The OpenAI document has some kind words for capitalism, as one would expect, since so-far the free-market has made tech entrepreneurs billionaires.  But it goes on to say that “market forces alone aren’t sufficient” for this new industry:

In normal times, the case for letting markets work on their own is strong. Historically, competition, entrepreneurship, and open economic participation have lifted living standards and expanded opportunity. Capitalism, imperfect as it is, remains an effective system for translating human ingenuity into shared prosperity.

But industrial policy can play an important role when market forces alone aren’t sufficient—when new technologies create opportunities and risks that existing institutions aren’t equipped to manage. It can help translate scientific breakthroughs into scaled industries and broad-based economic growth.

“Existing institutions” aren’t equipped to handle this new technology, so the existing institutions need to change, which means the government must change them.

Here is what OpenAI wants the government, as well as nongovernmental institutions, to do:

A new industrial policy agenda should use government’s existing toolbox for aligning public and private activities: research funding, workforce development, market-shaping tools, and targeted regulation. But governments should not act alone. Nongovernmental institutions should pilot new approaches, measure what works, and iterate quickly, then governments should reinforce successes by aligning incentives and scaling what works through procurement, regulation, and investment. This public-private collaboration should stave off regulatory capture and centralized control, instead preserving the freedom to innovate while ensuring that the onset of superintelligence isn’t dominated by the most powerful forces in society.

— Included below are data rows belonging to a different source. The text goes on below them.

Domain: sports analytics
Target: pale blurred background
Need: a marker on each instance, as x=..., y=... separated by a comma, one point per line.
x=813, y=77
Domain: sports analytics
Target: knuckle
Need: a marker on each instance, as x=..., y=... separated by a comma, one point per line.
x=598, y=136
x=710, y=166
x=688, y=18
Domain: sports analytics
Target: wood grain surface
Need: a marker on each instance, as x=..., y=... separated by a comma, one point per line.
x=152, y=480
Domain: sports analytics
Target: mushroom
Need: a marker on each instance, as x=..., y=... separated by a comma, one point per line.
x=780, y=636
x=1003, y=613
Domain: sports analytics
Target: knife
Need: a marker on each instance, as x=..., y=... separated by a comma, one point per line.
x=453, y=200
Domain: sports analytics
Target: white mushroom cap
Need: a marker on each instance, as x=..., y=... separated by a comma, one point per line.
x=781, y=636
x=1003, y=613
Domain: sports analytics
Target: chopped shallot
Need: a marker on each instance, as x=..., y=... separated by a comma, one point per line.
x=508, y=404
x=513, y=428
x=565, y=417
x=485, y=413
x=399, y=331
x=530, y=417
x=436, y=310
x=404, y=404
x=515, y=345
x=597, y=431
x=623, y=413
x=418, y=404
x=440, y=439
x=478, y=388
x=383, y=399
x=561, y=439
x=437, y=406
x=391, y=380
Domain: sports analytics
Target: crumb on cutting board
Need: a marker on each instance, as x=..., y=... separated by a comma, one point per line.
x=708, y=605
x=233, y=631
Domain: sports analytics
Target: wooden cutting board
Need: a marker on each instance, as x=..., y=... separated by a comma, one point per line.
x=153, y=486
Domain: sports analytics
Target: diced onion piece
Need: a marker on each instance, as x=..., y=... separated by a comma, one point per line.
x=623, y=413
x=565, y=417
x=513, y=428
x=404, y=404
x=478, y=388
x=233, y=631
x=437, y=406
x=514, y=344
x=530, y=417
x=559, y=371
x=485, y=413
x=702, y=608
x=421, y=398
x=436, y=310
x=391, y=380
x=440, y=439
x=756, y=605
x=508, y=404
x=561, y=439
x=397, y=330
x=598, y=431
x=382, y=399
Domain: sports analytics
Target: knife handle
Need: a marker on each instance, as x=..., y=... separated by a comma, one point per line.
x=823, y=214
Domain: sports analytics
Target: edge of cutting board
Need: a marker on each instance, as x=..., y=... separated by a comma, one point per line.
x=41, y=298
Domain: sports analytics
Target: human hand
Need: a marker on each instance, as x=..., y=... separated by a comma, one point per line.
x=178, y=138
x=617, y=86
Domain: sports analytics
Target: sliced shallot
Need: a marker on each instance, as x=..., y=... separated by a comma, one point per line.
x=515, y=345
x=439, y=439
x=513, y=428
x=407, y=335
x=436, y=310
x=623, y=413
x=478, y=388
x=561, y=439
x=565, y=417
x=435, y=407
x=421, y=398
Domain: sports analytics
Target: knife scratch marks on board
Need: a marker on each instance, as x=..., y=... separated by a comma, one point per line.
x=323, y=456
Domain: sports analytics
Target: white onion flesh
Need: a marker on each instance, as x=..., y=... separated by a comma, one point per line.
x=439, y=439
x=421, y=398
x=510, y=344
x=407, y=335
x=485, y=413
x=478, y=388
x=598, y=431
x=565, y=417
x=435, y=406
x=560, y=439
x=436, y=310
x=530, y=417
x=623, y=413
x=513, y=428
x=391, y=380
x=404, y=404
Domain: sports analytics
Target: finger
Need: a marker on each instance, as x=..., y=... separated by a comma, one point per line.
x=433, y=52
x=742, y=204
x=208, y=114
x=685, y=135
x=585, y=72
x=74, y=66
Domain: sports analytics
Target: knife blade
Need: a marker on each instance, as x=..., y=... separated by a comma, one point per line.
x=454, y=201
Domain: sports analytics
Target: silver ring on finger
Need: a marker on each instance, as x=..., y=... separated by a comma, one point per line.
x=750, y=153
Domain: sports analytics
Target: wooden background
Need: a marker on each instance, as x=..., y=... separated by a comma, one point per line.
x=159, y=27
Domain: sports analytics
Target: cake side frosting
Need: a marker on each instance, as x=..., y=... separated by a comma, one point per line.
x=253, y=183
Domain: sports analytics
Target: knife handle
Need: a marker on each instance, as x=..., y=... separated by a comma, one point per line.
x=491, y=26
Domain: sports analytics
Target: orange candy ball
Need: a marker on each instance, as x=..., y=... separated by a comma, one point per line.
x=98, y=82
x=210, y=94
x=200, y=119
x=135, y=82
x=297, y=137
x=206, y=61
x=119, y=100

The government is to align public and private activities.  Provide research funding.  Develop the workplace.  Shape the market.  Have “targeted” regulation, but not “regulatory capture” of the AI industry, ensuring its “freedom.”

The document piously says that the proposed industrial policy must make sure that “superintelligence isn’t dominated by the most powerful forces in society.”  Well, that would be the tech lords who are developing “superintelligence” and the government that they are enlisting into their service.

If the tech lords really wanted “a democratic process that gives people real power to shape the AI future they want,” they should embrace a free market approach to the new technology.  Free markets are governed by supply and demand.  If the people do not “demand” a product, the supply will either wither away or take a different form that conforms to what people demand. If a new technology does not attract enough investment, due to investors not seeing a sufficient profit relative to the development costs, that technology will not flourish or will be taken in a different direction.  Under the free market, consumers and investors could say “no” to AI, or “yes” to a much more modest version that helps them rather than hurts them.

Industrial policy uses the government to push through the product no matter what.  That requires a powerful, controlling central government that tells people what to do, rather than respecting their free choices.

Republicans used to be the champions of the free market, with Democrats wanting a government-controlled economy.  According to the Wikipedia article on Industrial Policy, “In the US, an industrial policy was explicitly presented for the first time by the Jimmy Carter administration in August 1980, but it was subsequently dismantled with the election of Ronald Reagan the following year.”

Today, though, both the Trump administration and its Democratic critics, for all their hostility, agree that the government should control the economy.  Democrats tend to want that control to limit what companies–not just AI companies–will be allowed to do.  Today’s Republicans tend to be  in favor of  industrial policy that takes the form of a “partnership” between corporations and the government.

“The bottom line” to the “AI New Deal” proposal,  according to the Axios article, is this:  “The man betting everything on superintelligence is telling the world that this thing is coming so fast, and so hard, that capitalism as we know it won’t be enough. Whether you believe the altruism or see the strategy, the admission alone is historic — and worth deep reflection.”